Here is another variant I managed to write after some thinking.

const std = @import("std");
const log = std.debug.print;

const ClosureData = u32;
const ClosureFPtr = *const fn (*Closure, u32) void;

const Closure = struct {
    fptr: ClosureFPtr,
    data: ClosureData,
    lvar: ClosureData,
};

fn makeClosure(arg: u32) Closure {
    const i: u32 = 3;
    return .{
        .fptr = & struct {
            fn func (c: *Closure, d: u32) void {
                log("x + y + z = {}\n", .{d + c.data + c.lvar});
            }
        }.func,
        .data = arg,
        .lvar = i,
    };
}

pub fn main() void {
    var c1 = makeClosure(7);
    c1.fptr(&c1, 5);

    var c2 = makeClosure(1);
    c2.fptr(&c2, 1);
}

Now it looks more similar to, say, JS/Python closures than my previous exercise. Closure function is inside closure “generator” and it captures both argument to this generator and also local variable of it. Looks quite hairy (compared to JS/Python), but I guess this can be helped, Zig is not JS/Python.

Output:

$ ./a 
x + y + z = 15
x + y + z = 5

Forgot to mention - no heap allocations now.

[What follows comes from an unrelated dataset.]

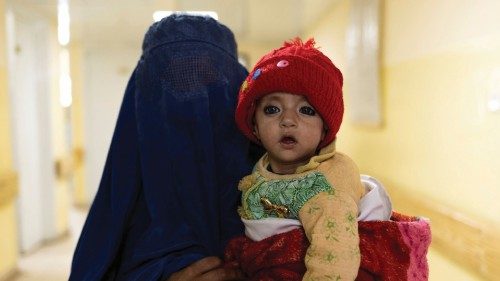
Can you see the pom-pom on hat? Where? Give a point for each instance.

Seems like it’s not really a closure, in the sense that your struct is not closing over the local variables. It is capturing them by value. It’s more like a C++ lambda which doesn’t capture references.

1 Like

TBH, I have near zero experience in languages with intrinsic support of closures, so maybe I have wrong understanding of what “closure” is. If I got you right, a real closure is when all local vars of closure creating function get allocated on the heap and all instances of closures created deal with the same “local” vars of closure generator. Correct?

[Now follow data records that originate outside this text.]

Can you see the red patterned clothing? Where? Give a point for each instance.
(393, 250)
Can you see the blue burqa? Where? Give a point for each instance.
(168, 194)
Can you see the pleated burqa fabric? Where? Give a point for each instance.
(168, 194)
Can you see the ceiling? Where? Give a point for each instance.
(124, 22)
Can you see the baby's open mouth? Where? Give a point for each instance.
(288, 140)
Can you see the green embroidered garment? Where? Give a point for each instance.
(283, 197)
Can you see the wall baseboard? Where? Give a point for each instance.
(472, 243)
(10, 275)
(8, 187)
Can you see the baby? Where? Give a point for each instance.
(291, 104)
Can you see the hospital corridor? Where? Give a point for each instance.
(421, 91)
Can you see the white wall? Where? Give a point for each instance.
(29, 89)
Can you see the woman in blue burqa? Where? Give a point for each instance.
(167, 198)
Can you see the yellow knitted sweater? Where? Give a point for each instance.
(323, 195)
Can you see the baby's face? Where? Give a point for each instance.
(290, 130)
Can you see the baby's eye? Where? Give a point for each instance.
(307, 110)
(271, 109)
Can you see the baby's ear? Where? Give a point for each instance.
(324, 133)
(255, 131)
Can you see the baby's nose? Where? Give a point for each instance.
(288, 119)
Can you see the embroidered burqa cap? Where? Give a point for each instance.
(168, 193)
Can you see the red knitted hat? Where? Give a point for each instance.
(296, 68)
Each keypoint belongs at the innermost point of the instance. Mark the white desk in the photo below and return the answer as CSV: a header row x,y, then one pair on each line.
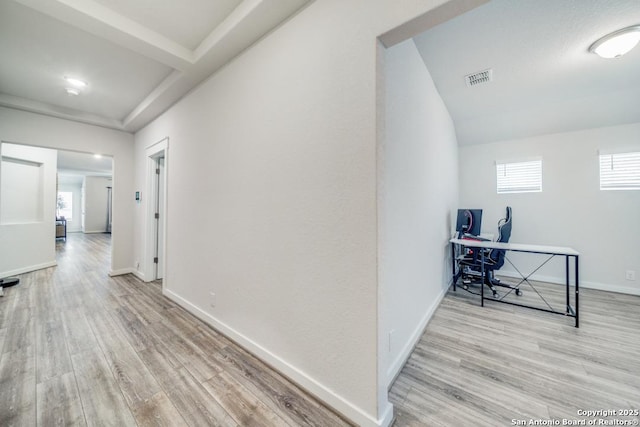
x,y
568,253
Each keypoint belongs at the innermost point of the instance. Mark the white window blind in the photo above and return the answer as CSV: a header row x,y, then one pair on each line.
x,y
519,177
620,171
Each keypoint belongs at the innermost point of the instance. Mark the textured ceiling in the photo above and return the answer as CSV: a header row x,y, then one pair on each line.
x,y
79,164
139,57
544,78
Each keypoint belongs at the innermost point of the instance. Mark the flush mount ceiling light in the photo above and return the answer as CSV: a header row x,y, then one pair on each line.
x,y
75,82
618,43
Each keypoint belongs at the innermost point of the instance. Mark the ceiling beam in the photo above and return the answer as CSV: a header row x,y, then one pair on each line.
x,y
103,22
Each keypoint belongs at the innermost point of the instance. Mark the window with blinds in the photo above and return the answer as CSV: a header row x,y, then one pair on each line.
x,y
519,177
620,171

What you did is a closure, with the exception that it is not a first class function.
Closures captures the free variables --used locally but defined in the enclosing scope-- as values or references.
A closure allows the function to access those captured variables when the function is invoked outside their scope.

Ok, what about this

const std = @import("std");
const log = std.debug.print;

const ClosureData = u32;
const ClosureFPtr = *const fn (*Closure, ClosureData) void;

const Closure = struct {
    var svar: ?ClosureData = null;
    fptr: ClosureFPtr,
    data: ClosureData,
};

fn makeClosure(arg: ClosureData) Closure {
    const i: ClosureData = 3;
    const c: Closure = .{
        .fptr = & struct {
            fn func (c: *Closure, d: ClosureData) void {
                log("x + y + z = {}\n", .{d + c.data + Closure.svar.?});
                Closure.svar.? += 1;
            }
        }.func,
        .data = arg,
    };
    if (null == Closure.svar) Closure.svar = i;
    return c;
}

pub fn main() void {
    var c1 = makeClosure(7);
    c1.fptr(&c1, 5);

    var c2 = makeClosure(1);
    c2.fptr(&c2, 1);

    c1.fptr(&c1, 5);
}

Now all instances have some shared data (via var inside Closure) which are initialized once from local var of the makeClosure().